RanGTP is a cofactor for nuclear import mediated by importin β family members (reviewed in reference 59) and was recently shown to enhance binding of TNPO3 to HIV-1 CA (51). Therefore, we asked whether addition of RanGTP to TNPO3 modulates HIV-1 uncoating activity. The point mutation Q69L dramatically reduces the GTPase activity of Ran by several orders of magnitude, thereby effectively locking the protein into the GTP-bound state (60). Purified RanQ69L protein was charged with GTP, and in vitro uncoating assays were performed using purified HIV-1 cores with recombinant TNPO3 in the absence or presence of RanQ69LGTP. Preincubation of TNPO3 with RanQ69LGTP significantly decreased TNPO3-induced uncoating (Fig. 2E). Addition of RanQ69LGTP in the absence of TNPO3 had no significant effect on uncoating of HIV-1 cores. Thus, RanGTP specifically inhibited the ability of TNPO3 to stimulate the uncoating of HIV-1 cores.

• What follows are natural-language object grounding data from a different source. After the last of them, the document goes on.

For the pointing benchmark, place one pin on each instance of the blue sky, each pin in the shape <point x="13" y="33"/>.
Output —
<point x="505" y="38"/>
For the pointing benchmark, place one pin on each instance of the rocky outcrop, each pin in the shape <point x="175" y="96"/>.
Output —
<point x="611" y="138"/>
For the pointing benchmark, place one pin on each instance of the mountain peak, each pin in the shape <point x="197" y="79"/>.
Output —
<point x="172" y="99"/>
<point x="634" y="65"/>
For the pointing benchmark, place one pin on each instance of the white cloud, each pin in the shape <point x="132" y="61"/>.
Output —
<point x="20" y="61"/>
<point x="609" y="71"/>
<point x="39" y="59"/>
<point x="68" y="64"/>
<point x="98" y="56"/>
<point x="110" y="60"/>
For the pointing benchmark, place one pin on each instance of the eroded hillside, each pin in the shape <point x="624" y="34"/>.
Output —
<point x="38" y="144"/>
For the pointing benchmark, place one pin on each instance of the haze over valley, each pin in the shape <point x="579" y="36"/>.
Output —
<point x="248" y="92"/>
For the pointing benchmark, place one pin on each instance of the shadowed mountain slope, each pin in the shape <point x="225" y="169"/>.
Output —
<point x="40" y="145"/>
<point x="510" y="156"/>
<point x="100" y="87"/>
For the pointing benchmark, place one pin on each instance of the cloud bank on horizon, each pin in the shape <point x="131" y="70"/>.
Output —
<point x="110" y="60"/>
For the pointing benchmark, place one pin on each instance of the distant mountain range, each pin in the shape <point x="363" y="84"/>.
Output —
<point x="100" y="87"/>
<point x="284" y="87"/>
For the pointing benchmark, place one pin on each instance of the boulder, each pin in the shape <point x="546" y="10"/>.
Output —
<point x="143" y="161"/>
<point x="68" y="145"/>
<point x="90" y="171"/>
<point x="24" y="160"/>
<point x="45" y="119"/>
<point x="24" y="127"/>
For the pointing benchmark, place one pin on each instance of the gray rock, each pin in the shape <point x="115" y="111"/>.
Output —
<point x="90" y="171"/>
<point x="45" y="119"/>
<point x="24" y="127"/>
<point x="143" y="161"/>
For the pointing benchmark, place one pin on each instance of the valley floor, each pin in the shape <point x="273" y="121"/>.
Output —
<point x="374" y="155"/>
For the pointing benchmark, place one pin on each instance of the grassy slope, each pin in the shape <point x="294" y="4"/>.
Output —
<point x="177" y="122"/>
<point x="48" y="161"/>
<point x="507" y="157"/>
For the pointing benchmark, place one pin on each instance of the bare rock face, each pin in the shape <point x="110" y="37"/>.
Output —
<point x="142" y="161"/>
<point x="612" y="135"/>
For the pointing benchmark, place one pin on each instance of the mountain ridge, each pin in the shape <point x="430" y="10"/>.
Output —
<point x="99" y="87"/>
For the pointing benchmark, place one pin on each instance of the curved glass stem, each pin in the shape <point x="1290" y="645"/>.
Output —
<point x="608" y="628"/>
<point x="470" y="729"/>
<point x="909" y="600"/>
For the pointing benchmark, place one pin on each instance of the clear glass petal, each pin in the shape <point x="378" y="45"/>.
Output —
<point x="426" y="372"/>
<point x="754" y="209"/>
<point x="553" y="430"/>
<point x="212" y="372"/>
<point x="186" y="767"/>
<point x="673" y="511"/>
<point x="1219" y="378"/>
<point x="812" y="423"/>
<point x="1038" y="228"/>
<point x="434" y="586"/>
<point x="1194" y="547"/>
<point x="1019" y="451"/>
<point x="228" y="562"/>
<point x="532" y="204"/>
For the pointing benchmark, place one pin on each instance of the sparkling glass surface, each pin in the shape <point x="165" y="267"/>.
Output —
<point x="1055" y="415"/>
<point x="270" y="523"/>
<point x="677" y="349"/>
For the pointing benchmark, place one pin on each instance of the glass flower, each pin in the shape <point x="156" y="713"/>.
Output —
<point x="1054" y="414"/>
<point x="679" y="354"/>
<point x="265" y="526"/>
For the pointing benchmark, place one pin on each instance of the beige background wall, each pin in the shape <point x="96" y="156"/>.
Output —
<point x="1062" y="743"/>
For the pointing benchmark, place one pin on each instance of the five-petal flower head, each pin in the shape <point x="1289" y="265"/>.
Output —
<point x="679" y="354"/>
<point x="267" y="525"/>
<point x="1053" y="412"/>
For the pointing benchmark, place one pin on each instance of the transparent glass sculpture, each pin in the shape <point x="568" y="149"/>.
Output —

TNPO3 potentiates the antiviral activity of a small-molecule antiviral compound that induces premature HIV-1 uncoating.

The small molecule PF74 inhibits HIV-1 infection by binding to the viral capsid, resulting in premature uncoating (57). PF74 potently stimulates the uncoating of HIV-1 cores in vitro and in target cells, thereby representing a potentially useful pharmacologic probe for studies of HIV-1 uncoating. To examine the potential effects of TNPO3 on HIV-1 uncoating in target cells, we asked whether depletion of TNPO3 would alter the sensitivity of HIV-1 infection to inhibition by PF74. We challenged control and TNPO3-depleted cells with HIV-1 in the presence of various concentrations of PF74. PF74 inhibited HIV-1 infection of control cells with a 50% inhibitory concentration (IC50) of approximately 0.15 μM, consistent with previous observations (56) (Fig. 3A). In TNPO3-depleted cells, the sensitivity of HIV-1 to PF74 was altered, albeit in an unusual manner: at lower concentrations, the curve was shifted slightly to the right, and at higher concentrations we reproducibly observed a reversal in the inhibition curve. Relative to wild-type HIV-1, the N74D mutant exhibited a 7-fold decrease in sensitivity to PF74 in HeLa cells (IC50 = 1.10 μM). Moreover, its sensitivity to PF74 was not affected by TNPO3 depletion (Fig. 3A). Similar to the case for N74D, other TNPO3-independent mutants, i.e., E45A, Q63A/Q67A, and 5mut, were equally sensitive to PF74 in control and TNPO3-depleted cells (Fig. 3B). Relative to wild-type HIV-1, the second-site suppressor mutation R132T, which partially restored TNPO3 dependence of E45A, rendered this mutant moderately less sensitive to PF74 in TNPO3-depleted cells than in control cells. Mutants P38A and E213A, which are partially dependent on TNPO3 for infection, had intermediate reductions in sensitivity to PF74 in TNPO3-depleted cells. Thus, TNPO3 sensitizes HIV-1 to inhibition by PF74, and this effect is correlated with the dependence of HIV-1 infection on TNPO3.

Fig 3.

Fig 3

TNPO3 sensitizes HIV-1 to inhibition by PF74. (A) Cells were inoculated with wild-type or N74D mutant HIV-GFP reporter particles in the presence of the indicated concentrations of PF74. The extent of infection was determined 48 h later by quantifying GFP-positive cells. The results were normalized to the corresponding infections performed in the absence of PF74. Normalized values are represented as means ± SEM from four independent experiments performed in duplicate. Asterisks above each point represent the difference between sh-empty and sh-TNPO3 values at that particular concentration of PF74. *, P < 0.05; **, P < 0.01. (B) Analysis of additional HIV-1 CA mutants for the effects of TNPO3 depletion on sensitivity to inhibition by PF74. Data represent means ± SEM from three independent experiments performed in duplicate.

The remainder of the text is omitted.